Everyone laughs. "So, how is the coding going?" Liam asks me.
"Good, I'll be working on it some more tonight."
"Great." He says.
"When is the next competition?" I ask.
"In two weeks." Thomas answers. I nod my head and pick up the folder of homework on the table and look through it.
"So, do you know when you are coming back to school?" Violet asks me.
"Um, no, but soon."
"Are you sure you want to come back?." James asks. Everyone looks at me.
"Why wouldn't I?" Everyone stays silent. "Guys!" I urge them.
"It's just that. Ashely has been saying things." Violet says.
"Tell me something new." I roll my eyes.
"No, like serious things, she's just been saying how she's gonna destroy you when you come back and make your life a living hell," James says.
"She already makes her life a living hell. She makes everyone's life a living hell. Everyone who isn't on the football team, basketball team, or a cheerleader." Thomas chimes in.
"Yeah, but I don't know this time. It seems like she's going to do more." James takes a sip of his lemonade.
"What more can she do?" Liam asks.
"I don't know. It's Ashely. I mean, after the things people have been saying she did to Jessica. That was her best friend. You saw all the shit she was saying to her in the cafeteria." James says.

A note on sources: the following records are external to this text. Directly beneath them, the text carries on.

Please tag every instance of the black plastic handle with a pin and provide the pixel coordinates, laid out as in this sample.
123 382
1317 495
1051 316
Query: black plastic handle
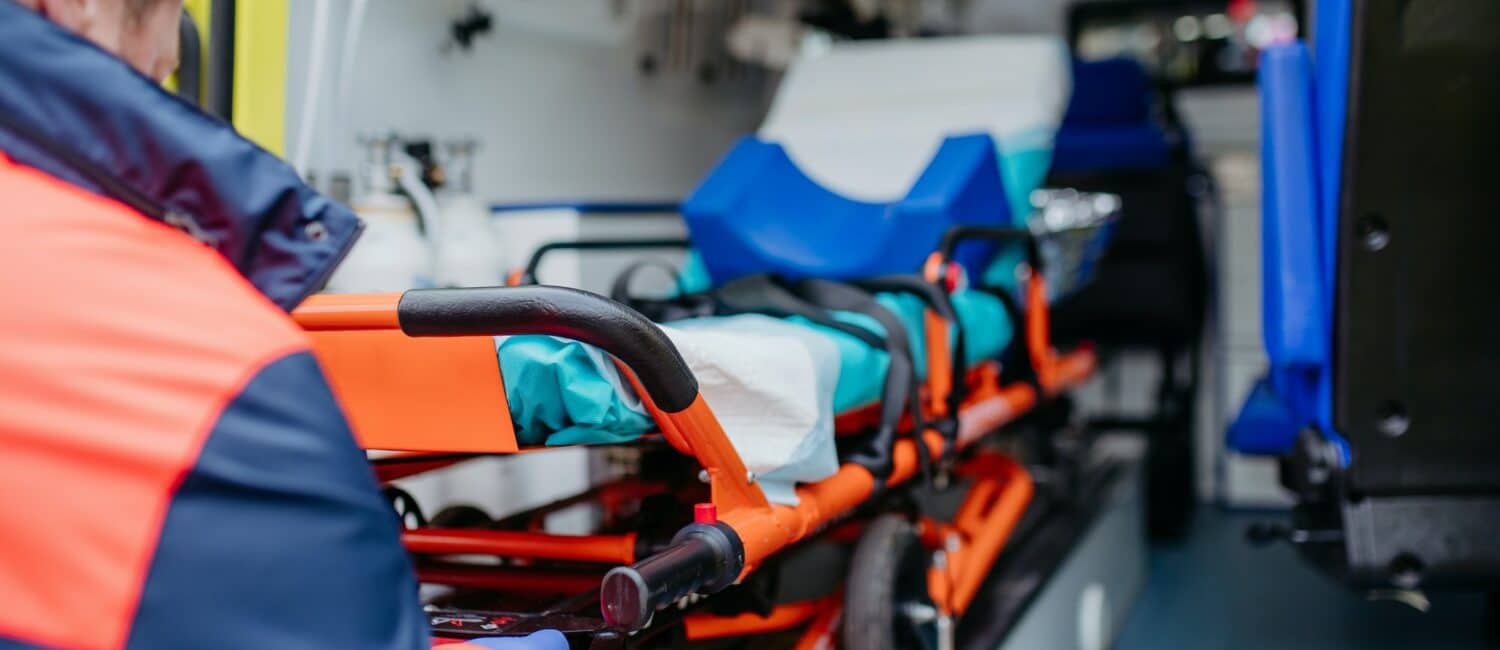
530 275
969 233
558 311
702 557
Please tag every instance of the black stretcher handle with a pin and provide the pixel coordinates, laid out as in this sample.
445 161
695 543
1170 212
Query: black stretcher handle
530 273
702 557
558 311
969 233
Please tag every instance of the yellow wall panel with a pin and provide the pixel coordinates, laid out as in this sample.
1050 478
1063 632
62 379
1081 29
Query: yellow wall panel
260 71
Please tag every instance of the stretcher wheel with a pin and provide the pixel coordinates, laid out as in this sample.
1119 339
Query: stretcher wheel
461 515
887 602
407 508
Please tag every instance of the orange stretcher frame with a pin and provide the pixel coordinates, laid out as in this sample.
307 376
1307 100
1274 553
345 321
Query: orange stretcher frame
389 383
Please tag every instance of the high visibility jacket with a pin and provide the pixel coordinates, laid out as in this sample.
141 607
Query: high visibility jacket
174 472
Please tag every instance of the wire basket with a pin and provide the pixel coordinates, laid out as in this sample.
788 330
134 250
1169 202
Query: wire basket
1073 230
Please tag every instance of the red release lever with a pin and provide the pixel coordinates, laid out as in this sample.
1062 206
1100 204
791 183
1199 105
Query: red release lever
705 514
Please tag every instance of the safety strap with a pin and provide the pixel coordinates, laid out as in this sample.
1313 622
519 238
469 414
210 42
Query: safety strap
939 302
899 394
1016 364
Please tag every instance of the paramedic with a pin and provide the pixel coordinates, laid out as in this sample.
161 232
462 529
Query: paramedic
173 469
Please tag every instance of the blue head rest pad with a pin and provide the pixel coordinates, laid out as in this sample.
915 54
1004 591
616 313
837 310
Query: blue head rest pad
1109 123
759 213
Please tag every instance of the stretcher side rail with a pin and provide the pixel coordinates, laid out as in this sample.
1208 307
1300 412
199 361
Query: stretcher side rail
702 557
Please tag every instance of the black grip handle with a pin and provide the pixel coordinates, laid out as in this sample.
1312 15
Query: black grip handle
558 311
599 245
702 557
971 233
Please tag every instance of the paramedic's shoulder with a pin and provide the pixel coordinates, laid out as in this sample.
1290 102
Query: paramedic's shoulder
176 470
174 463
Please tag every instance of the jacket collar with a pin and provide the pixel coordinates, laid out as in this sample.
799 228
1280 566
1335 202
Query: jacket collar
81 114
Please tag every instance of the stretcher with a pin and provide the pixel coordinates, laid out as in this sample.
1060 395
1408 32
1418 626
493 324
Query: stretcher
420 380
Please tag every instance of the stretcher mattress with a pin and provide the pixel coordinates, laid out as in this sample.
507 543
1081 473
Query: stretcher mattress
564 392
774 385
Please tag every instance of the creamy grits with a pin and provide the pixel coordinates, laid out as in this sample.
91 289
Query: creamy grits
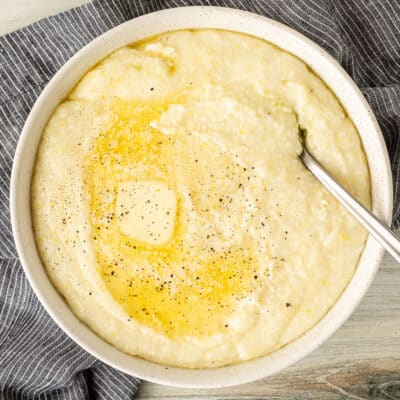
171 210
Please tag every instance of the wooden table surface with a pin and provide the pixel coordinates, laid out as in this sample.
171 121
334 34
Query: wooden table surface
361 361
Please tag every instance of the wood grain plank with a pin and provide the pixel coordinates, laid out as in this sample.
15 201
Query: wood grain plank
361 361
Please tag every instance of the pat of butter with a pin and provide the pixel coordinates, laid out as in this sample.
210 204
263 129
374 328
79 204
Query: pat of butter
146 211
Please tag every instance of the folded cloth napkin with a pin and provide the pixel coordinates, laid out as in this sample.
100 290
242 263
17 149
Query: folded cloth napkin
37 360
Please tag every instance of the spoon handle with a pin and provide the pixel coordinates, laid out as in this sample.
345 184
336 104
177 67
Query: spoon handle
380 231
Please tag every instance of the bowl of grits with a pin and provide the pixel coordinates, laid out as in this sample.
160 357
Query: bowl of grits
161 212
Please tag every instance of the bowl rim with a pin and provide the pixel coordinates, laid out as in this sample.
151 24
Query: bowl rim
157 22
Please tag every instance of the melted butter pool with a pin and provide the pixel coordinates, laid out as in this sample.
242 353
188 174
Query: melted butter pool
184 287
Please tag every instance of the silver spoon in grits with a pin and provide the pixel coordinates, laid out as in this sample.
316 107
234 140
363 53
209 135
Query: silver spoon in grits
380 231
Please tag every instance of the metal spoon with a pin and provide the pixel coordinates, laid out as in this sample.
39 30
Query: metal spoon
380 231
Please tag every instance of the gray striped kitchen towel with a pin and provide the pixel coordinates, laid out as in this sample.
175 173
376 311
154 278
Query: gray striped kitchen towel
37 360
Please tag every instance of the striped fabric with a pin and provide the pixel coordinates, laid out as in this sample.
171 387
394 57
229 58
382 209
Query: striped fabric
37 360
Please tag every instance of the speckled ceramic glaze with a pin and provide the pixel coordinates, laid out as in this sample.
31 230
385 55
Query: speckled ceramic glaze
137 29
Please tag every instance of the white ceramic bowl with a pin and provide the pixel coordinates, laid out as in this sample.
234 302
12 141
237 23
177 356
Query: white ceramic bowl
139 28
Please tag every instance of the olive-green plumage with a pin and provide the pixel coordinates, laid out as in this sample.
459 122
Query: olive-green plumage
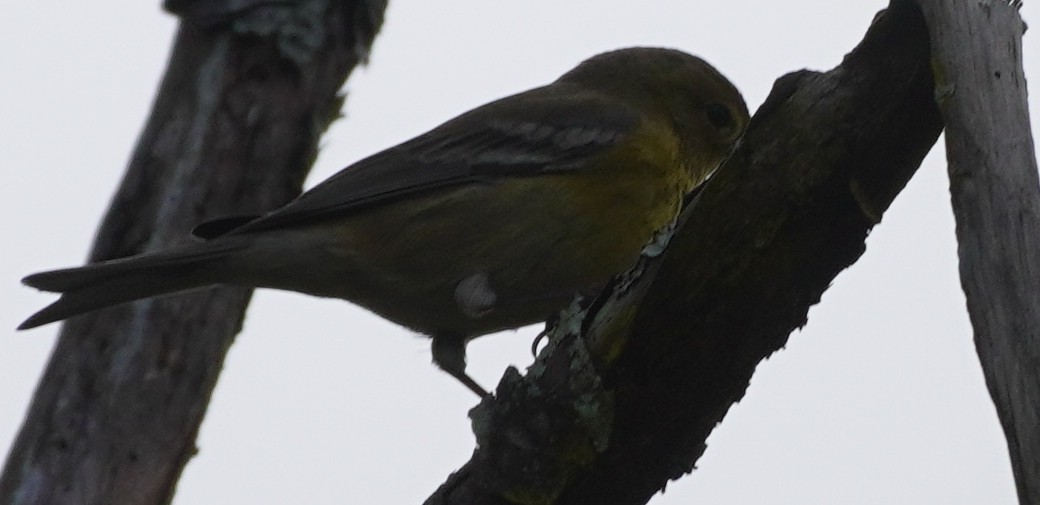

"Didn't she, like, sleep with Ryder or something?" Liam asks.
"Allegedly, there is no proof," I say. Everyone looks at me, wide-eyed. "I'm just saying. I doubt she did that." I take a sip of my lemonade.
"Well, there is that sex tape?" Violet says.
"That's right." James snaps his finger rapidly. "I heard that's why she got kicked off the team, misconduct."
"Who was it with?" I ask.
"Matt!" Violet answers.
"And he didn't get kicked off the football team?" I narrow my eyes.
"He's a boy. Getting exposed like that gives boys cool points and gives us girls hoes points." Violet says. I take a deep breath and sit back in my chair. That doesn't make any sense. It's sickening to think that girls don't have any equality. We get scorned for doing things boys do, and boys get praised.
"It's sad, but it's true," James says.
...
I'm talking to Liam and Thomas about the coding for the robot. They're telling me everything that needs to be coded by next week. Violet and James are whispering something to each other. Their phones buzzed a few minutes ago, and ever since then, they keep looking at me and whispering.
"What?" I say sternly, not being able to take the looks. They both look at me, holding their breaths. "What's going on?" They both continue staring at me; they don't say anything. "Guys!" I say, urging them to tell me.
James looks at Violet then back to me. He hands me his phone. I swear my heart stops when I see what it is.